Faulty Devices: How Does Cardiology Compare to Aviation?

John Pepper OBE MA MChir FRCS FESC

Disclosures

Eur Heart J. 2019;40(25):2103-2106. 

In This Article

Abstract and Introduction

Introduction

Air travel is remarkably safe but the recent crashes of two Boeing 737 (Max) aircraft and the disaster of the plane crash over Alderney in the English Channel serve as a reminder not to be complacent. The investigation of aviation disasters is extremely thorough, robust, and transparent and is often held up to doctors as a model.

How do we fare when devices fail in cardiology or cardiac surgery?

In the UK, the cornerstone is the Medicines and Healthcare products Regulatory Agency (MHRA). This is an executive agency sponsored by the Department of Health and Social Care. In the field of cardiology, it ensures that 'medicines, devices, and blood components for transfusion meet applicable standards of safety, quality, and efficacy'.[1] There is an established procedure for the investigation of overt device failure via the MHRA which generally works well. The accident is reported to MHRA within 24 h of the event, and the device is returned to the manufacturer for analysis. But the situation is complex. It is often only the manufacturer who is equipped to meaningfully analyse a device which has failed. As such the manufacturer is conflicted: on the one hand, they have a statutory obligation to accurately report what happened and whether it has implications for both patients about to undergo implantation and those with similar implanted devices. In the former, the product must be recalled while in the latter a decision has to be made about their treatment. However, the manufacturer reporting device failure will be mindful of the potential commercial damage associated with the disclosure of bad new and that this may render them liable to litigation. This means that such reports tend to downplay the magnitude of the problem.

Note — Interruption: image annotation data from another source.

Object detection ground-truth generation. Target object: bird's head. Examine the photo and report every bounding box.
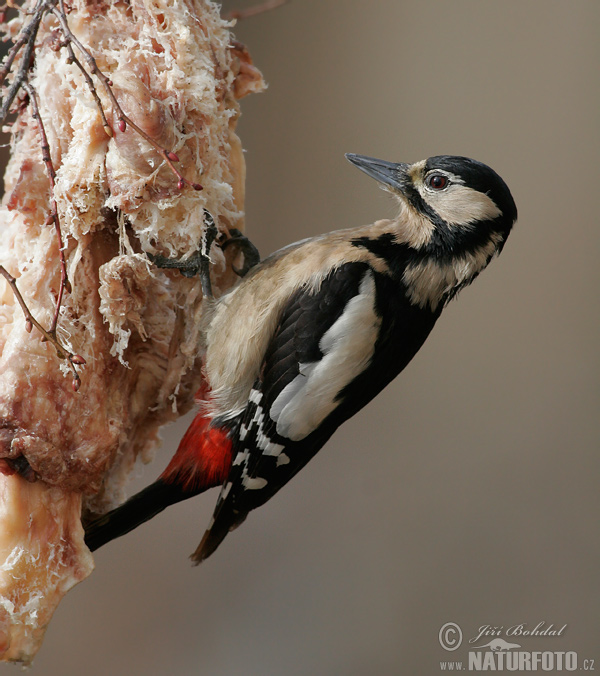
[346,153,517,258]
[346,154,517,310]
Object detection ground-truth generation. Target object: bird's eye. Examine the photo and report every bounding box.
[426,174,449,190]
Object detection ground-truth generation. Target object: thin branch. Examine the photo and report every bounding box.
[0,265,86,391]
[0,0,47,126]
[64,40,113,136]
[52,0,202,190]
[225,0,289,20]
[23,81,71,333]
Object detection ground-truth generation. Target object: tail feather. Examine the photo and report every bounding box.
[190,505,248,566]
[85,479,190,552]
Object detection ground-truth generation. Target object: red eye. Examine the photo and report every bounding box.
[427,174,448,190]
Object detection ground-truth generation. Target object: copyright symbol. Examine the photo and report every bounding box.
[439,622,462,652]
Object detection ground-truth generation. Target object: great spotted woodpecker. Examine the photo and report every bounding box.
[86,155,517,563]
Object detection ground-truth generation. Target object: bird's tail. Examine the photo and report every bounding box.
[85,406,232,551]
[85,479,190,552]
[190,492,248,566]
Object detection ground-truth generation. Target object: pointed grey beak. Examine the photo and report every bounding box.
[346,153,409,192]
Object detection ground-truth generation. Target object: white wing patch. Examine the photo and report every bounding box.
[269,271,381,441]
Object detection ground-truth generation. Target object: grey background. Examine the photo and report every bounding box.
[24,0,600,676]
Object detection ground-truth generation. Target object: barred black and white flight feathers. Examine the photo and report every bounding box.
[194,263,381,562]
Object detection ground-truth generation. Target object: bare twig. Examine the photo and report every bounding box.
[23,81,71,333]
[0,0,47,125]
[52,0,202,190]
[64,40,113,136]
[225,0,289,20]
[0,265,86,391]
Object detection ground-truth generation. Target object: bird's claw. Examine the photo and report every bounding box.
[221,228,260,277]
[147,209,260,297]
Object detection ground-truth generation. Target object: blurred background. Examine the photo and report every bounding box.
[24,0,600,676]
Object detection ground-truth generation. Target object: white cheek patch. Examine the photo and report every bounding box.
[402,233,502,310]
[419,183,502,226]
[269,272,381,441]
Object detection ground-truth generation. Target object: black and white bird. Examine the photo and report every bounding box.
[86,155,517,563]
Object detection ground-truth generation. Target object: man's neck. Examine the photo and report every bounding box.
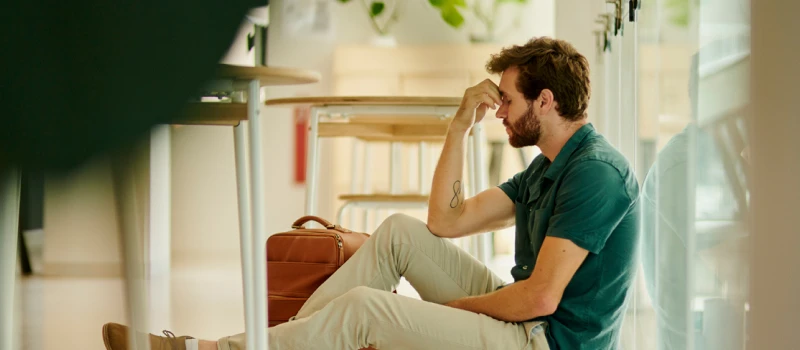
[537,119,588,162]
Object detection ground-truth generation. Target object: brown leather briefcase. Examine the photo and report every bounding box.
[267,216,369,327]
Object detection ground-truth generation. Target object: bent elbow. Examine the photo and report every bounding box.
[426,219,447,238]
[534,295,561,317]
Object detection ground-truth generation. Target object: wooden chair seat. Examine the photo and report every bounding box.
[265,96,461,107]
[339,193,429,204]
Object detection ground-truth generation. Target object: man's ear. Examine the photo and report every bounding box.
[538,89,556,114]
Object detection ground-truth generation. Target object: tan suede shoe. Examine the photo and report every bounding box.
[103,323,194,350]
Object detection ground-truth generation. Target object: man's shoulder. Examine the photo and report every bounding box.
[567,135,639,199]
[570,134,633,177]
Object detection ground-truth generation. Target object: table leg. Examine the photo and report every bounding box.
[0,169,21,349]
[464,134,479,254]
[306,107,319,215]
[247,80,267,350]
[233,121,257,344]
[472,123,492,264]
[112,147,150,350]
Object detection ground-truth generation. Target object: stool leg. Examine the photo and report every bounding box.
[0,169,21,349]
[233,121,256,344]
[306,107,319,215]
[247,80,267,349]
[346,140,360,228]
[361,142,377,232]
[112,146,150,350]
[417,142,428,194]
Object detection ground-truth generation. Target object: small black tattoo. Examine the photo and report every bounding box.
[450,180,461,208]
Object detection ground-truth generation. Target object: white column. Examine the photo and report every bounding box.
[555,0,608,122]
[747,0,800,349]
[147,125,172,333]
[247,80,268,349]
[0,169,20,349]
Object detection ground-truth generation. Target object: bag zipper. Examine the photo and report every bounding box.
[334,233,344,266]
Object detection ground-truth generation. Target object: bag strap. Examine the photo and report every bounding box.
[292,215,350,232]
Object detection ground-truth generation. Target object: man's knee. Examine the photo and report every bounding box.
[336,286,390,314]
[375,214,433,241]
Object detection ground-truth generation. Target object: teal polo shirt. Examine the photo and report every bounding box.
[499,124,639,350]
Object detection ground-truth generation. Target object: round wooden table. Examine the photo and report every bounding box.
[265,96,491,261]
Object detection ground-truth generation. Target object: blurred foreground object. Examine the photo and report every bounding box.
[0,0,260,172]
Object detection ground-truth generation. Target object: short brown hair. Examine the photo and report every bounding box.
[486,37,591,121]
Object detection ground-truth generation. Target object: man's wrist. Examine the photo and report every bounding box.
[447,123,472,136]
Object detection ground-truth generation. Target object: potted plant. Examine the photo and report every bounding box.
[428,0,530,43]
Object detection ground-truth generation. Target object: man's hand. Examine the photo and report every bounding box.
[450,79,503,131]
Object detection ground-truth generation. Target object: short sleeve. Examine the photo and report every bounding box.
[497,171,525,201]
[547,160,632,254]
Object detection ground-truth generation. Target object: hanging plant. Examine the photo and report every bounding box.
[428,0,530,42]
[338,0,400,36]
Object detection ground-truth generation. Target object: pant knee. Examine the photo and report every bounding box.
[375,214,433,242]
[336,286,388,318]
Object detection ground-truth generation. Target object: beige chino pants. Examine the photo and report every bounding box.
[219,215,549,350]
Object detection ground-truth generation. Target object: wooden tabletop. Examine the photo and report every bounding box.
[217,64,321,86]
[265,96,461,107]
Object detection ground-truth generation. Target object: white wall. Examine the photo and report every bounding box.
[45,0,554,270]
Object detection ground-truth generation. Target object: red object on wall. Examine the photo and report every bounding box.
[294,106,311,185]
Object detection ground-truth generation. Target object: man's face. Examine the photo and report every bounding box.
[496,67,542,148]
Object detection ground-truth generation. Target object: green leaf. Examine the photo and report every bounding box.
[369,1,386,17]
[442,4,464,28]
[428,0,467,9]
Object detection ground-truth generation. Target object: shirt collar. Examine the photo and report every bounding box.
[544,123,595,181]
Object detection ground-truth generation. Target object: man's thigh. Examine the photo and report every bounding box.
[328,288,546,350]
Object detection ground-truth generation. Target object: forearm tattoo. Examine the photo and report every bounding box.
[450,180,461,209]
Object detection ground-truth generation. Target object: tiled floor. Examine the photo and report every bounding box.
[10,254,652,350]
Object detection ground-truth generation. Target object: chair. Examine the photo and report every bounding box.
[265,96,490,261]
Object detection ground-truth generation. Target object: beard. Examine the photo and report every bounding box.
[503,106,542,148]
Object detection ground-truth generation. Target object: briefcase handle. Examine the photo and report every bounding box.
[292,215,350,232]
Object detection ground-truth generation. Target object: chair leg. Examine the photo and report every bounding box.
[112,147,150,350]
[247,80,268,349]
[306,107,320,215]
[17,176,33,276]
[233,121,256,344]
[0,169,21,349]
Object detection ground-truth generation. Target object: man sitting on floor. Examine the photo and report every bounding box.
[103,38,639,350]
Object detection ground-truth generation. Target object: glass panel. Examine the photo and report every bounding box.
[636,0,749,350]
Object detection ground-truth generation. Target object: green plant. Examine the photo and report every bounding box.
[338,0,400,35]
[428,0,529,41]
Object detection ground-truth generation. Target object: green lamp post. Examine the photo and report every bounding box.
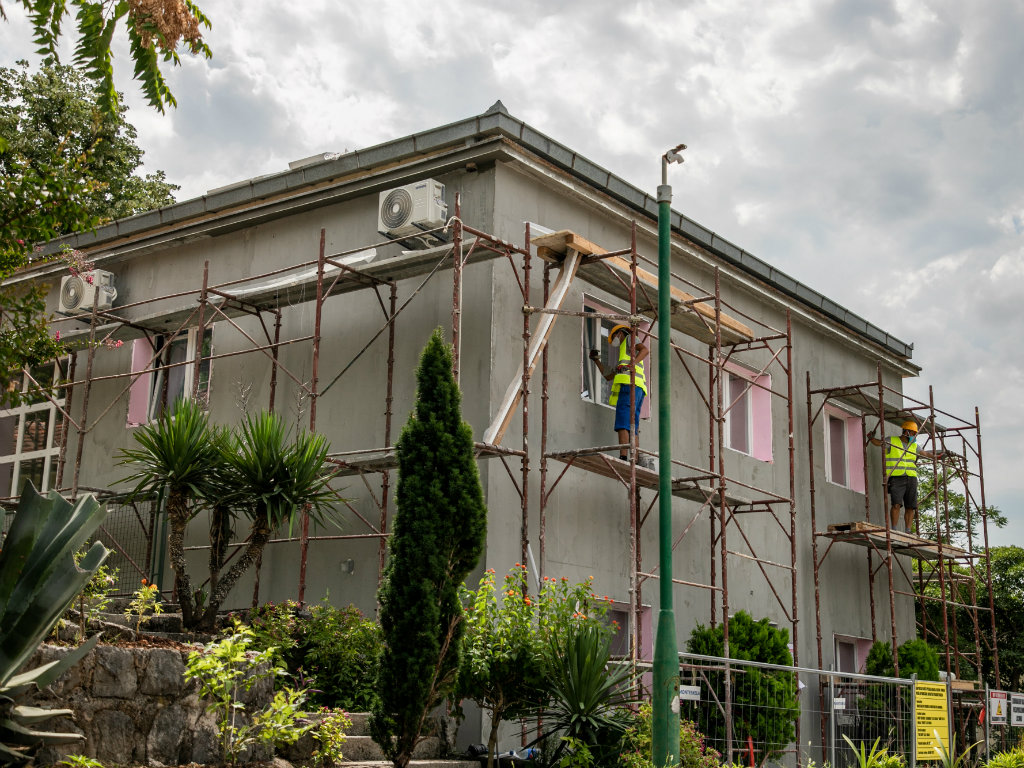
[651,144,686,768]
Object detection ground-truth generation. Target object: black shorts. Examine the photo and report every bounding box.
[889,475,918,509]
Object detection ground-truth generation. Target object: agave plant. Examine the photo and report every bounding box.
[195,411,336,627]
[0,482,109,763]
[542,623,639,764]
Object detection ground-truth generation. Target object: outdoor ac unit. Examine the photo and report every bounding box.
[377,178,447,240]
[57,269,118,314]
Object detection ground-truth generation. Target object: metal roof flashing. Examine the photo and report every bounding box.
[18,101,913,361]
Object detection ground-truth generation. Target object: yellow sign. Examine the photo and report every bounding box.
[913,681,949,763]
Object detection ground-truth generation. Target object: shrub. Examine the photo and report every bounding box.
[865,640,939,682]
[686,610,800,765]
[185,625,310,765]
[241,598,381,712]
[985,746,1024,768]
[452,563,611,763]
[299,599,381,712]
[621,702,722,768]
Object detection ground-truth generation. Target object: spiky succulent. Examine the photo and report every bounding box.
[0,482,109,763]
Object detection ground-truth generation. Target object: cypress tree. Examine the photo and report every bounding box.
[370,329,487,768]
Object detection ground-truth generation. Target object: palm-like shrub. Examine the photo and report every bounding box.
[120,400,226,628]
[121,400,335,630]
[202,411,336,627]
[543,623,638,765]
[0,482,109,763]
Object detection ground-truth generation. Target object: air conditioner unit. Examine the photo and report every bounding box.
[377,178,447,240]
[57,269,118,314]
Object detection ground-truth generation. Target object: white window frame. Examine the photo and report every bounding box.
[722,362,774,464]
[822,403,864,494]
[128,326,213,427]
[0,360,67,497]
[580,296,651,419]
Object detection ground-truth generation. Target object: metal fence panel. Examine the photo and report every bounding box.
[680,653,914,768]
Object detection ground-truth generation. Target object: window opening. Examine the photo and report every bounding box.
[128,328,213,426]
[0,360,66,497]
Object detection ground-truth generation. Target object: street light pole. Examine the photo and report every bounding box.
[651,144,686,768]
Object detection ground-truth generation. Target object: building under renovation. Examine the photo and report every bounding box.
[0,102,994,757]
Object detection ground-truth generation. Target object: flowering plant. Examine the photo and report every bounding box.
[454,563,615,759]
[125,579,164,632]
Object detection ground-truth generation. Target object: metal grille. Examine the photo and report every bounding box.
[680,653,913,766]
[0,497,166,596]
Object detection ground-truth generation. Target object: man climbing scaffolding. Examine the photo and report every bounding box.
[590,325,654,469]
[871,420,945,534]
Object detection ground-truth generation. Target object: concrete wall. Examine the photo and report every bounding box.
[36,151,913,757]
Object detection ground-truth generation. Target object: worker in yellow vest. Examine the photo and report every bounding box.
[590,326,653,469]
[871,419,945,534]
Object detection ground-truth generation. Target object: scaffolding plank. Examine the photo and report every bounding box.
[817,520,981,560]
[483,248,582,445]
[548,451,753,507]
[530,229,754,344]
[328,442,522,477]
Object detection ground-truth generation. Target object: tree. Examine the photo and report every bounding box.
[370,329,486,768]
[917,547,1024,690]
[0,61,178,230]
[451,563,617,768]
[686,610,800,765]
[0,61,177,404]
[120,400,335,630]
[0,0,212,118]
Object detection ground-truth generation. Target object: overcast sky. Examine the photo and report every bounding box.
[0,0,1024,545]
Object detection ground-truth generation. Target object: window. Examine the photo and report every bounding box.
[722,362,772,462]
[824,404,864,494]
[0,360,65,497]
[580,298,652,419]
[605,602,654,658]
[128,328,213,427]
[833,635,871,674]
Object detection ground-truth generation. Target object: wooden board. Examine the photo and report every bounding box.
[328,442,522,477]
[817,520,980,560]
[483,249,582,445]
[530,229,754,344]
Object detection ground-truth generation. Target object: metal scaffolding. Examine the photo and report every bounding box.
[807,365,999,685]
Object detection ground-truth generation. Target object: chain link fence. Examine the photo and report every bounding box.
[0,494,167,597]
[680,653,914,768]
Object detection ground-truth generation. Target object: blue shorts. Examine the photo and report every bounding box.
[615,384,644,434]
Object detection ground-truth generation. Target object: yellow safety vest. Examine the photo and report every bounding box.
[886,437,918,477]
[608,337,647,406]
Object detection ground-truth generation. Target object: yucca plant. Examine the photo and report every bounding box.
[0,482,109,763]
[201,411,337,628]
[119,399,227,629]
[542,623,639,764]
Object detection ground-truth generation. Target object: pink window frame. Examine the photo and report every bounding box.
[724,362,772,464]
[822,403,864,494]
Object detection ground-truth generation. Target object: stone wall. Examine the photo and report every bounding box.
[28,645,272,768]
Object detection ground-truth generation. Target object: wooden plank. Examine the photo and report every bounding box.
[548,451,752,507]
[483,248,582,445]
[529,229,607,261]
[580,256,754,344]
[817,520,978,560]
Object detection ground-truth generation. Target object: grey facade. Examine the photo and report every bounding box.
[0,103,937,692]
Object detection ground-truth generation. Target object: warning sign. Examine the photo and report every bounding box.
[1010,693,1024,728]
[913,682,949,762]
[988,690,1010,725]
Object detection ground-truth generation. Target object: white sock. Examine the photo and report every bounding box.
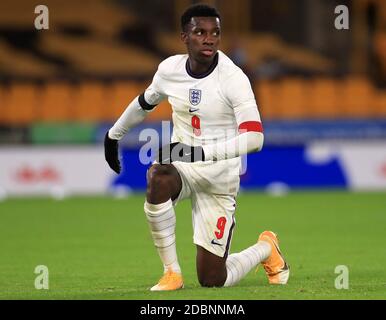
[144,199,181,273]
[224,241,271,287]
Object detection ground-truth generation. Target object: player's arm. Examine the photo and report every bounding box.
[104,74,163,173]
[158,70,264,163]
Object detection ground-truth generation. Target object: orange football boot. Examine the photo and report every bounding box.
[258,231,290,284]
[150,269,184,291]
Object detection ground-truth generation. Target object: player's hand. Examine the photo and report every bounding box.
[156,142,205,164]
[105,131,121,174]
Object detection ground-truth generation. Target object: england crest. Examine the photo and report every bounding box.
[189,89,201,106]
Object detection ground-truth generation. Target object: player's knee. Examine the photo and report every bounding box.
[198,272,226,288]
[147,164,171,191]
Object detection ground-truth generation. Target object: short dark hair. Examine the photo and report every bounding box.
[181,4,221,31]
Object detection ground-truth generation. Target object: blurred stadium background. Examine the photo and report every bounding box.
[0,0,386,299]
[0,0,386,196]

Implantable pacemakers (PM) and cardioverter defibrillators (ICD) have been proved to extend survival in selected subgroups of patients with cardiac arrhythmias. Since their introduction, the main focus has been careful candidate selection for initial implantation. But the replacement of ICDs in particular may give rise to significant clinical consequences, the importance of which is underrated by the medical community. Replacement-related adverse events are difficult to identify and require monitoring of both short-term complications and long-term patient outcome. Detailed data on complications related to ICD replacement in current practice are lacking. Replacement is sometimes required to meet the changing physiological needs of the patient but may also be required when there is a fault in the generator or the leads. Unlike ordinary PM the leads are more complex, and defects can be difficult to diagnose and correct. There is a need to assess complication rates after ICD replacement in a real-life setting which will help to estimate the actual long-term cost of ICD treatment and assess the real impact of increasing ICD longevity on cost-effectiveness.